03 - Whisk in extra-virgin olive oil until fully emulsified. Stir in finely chopped pecans. Set aside to cool to room temperature.
04 - Arrange mixed greens on a large serving platter or individual plates. Top with sliced apples, chicken, cheese, cranberries, red onion, and candied pecans.
05 - Drizzle the caramel-pecan dressing over the salad just before serving. Toss gently to combine and distribute dressing evenly.

# Expert Advice:

01 -
  • It eats like dessert but fills you up like a proper lunch, which feels like cheating in the best way.
  • The caramel dressing comes together in one pan and tastes wildly more complicated than it actually is.
  • You can prep everything ahead and toss it together right before guests show up, no sweating required.
  • It works with whatever apples or greens you have lying around, so theres no special trip to the store.
02 -
  • Let the dressing cool to room temperature before you pour it, or itll wilt the greens on contact and turn your salad into a sad pile.
  • Toss the apple slices with a tiny squeeze of lemon juice if youre assembling more than ten minutes ahead, it keeps them from browning.

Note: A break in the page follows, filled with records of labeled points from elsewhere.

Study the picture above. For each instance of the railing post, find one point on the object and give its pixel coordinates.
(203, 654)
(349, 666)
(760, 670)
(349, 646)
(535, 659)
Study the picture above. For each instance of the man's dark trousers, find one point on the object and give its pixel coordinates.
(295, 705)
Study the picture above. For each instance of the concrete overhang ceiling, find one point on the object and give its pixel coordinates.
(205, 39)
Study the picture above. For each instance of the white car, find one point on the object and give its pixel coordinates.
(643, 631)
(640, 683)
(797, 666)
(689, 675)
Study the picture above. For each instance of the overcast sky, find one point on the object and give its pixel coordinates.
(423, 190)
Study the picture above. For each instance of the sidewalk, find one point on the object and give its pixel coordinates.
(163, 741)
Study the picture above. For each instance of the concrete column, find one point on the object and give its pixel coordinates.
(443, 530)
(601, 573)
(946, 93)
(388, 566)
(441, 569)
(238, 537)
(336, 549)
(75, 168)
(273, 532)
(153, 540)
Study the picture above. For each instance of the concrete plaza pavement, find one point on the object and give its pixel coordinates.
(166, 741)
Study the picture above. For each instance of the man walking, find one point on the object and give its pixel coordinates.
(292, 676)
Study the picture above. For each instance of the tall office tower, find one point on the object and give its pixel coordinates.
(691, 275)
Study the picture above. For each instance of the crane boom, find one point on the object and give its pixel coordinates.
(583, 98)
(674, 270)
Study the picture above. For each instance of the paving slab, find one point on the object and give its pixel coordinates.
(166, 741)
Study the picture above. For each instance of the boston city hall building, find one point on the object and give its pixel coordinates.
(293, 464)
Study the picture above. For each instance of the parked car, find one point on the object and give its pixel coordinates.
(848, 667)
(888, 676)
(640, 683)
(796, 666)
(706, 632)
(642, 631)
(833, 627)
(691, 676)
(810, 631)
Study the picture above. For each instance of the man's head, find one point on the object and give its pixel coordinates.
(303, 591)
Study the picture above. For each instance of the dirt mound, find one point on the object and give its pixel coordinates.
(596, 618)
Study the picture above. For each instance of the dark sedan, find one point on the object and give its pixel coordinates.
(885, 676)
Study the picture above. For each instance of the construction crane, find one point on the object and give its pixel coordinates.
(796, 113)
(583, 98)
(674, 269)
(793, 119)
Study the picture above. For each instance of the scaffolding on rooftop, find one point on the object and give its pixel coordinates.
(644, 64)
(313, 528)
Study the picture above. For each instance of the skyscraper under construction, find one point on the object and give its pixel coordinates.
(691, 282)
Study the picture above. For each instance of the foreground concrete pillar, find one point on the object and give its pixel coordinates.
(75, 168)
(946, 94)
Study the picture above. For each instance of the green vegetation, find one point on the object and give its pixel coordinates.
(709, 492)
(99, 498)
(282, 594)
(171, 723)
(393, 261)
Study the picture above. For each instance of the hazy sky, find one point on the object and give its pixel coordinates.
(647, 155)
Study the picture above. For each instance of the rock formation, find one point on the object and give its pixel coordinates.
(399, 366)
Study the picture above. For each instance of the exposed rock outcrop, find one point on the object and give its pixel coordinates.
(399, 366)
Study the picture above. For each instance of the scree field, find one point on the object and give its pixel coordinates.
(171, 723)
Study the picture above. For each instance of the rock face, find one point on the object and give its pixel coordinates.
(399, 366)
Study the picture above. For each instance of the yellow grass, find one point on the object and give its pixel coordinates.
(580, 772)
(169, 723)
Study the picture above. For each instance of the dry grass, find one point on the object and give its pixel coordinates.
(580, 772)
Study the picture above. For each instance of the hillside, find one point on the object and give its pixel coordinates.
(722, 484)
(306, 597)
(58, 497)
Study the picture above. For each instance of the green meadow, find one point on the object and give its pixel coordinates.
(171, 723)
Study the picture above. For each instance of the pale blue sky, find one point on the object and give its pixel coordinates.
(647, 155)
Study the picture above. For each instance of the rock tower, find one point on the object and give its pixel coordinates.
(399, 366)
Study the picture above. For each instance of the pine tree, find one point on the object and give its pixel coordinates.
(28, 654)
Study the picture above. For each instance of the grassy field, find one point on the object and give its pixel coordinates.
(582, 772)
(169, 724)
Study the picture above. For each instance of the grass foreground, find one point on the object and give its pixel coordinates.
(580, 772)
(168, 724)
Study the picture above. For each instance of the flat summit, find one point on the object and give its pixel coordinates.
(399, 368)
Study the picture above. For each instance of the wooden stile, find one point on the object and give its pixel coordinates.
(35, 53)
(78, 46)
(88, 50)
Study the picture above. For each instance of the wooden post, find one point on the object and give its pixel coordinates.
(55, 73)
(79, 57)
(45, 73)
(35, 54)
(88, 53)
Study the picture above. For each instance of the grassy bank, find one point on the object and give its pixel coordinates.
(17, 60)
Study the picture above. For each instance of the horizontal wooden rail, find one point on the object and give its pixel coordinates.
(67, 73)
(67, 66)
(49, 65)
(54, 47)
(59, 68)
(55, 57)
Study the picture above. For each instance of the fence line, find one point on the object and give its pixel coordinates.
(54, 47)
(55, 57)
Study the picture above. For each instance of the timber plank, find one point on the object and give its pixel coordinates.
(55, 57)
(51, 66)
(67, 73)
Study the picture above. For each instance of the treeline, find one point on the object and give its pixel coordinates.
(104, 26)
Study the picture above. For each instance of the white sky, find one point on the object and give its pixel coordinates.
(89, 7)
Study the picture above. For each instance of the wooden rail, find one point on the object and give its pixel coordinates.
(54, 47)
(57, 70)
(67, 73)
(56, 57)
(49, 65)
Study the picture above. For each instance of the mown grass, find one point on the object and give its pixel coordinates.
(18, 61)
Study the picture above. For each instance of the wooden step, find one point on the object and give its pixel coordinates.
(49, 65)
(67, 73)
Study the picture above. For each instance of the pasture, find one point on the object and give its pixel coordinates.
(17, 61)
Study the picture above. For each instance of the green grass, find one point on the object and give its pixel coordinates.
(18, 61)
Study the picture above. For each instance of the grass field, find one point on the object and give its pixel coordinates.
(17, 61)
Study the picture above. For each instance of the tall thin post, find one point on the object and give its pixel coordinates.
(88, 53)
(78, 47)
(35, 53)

  • Dont skip whisking the oil in slowly, dumping it all at once makes the dressing split and look greasy instead of creamy.
03 -
  • Make a double batch of the dressing and keep it in a jar in the fridge, it lasts a week and turns any boring weeknight salad into something special.
  • Toast your own pecans instead of buying candied ones if you want to control the sweetness, just toss them in a dry skillet for three minutes until they smell nutty.
  • If the dressing thickens up in the fridge, let it sit at room temperature for ten minutes and whisk in a teaspoon of warm water to loosen it back up.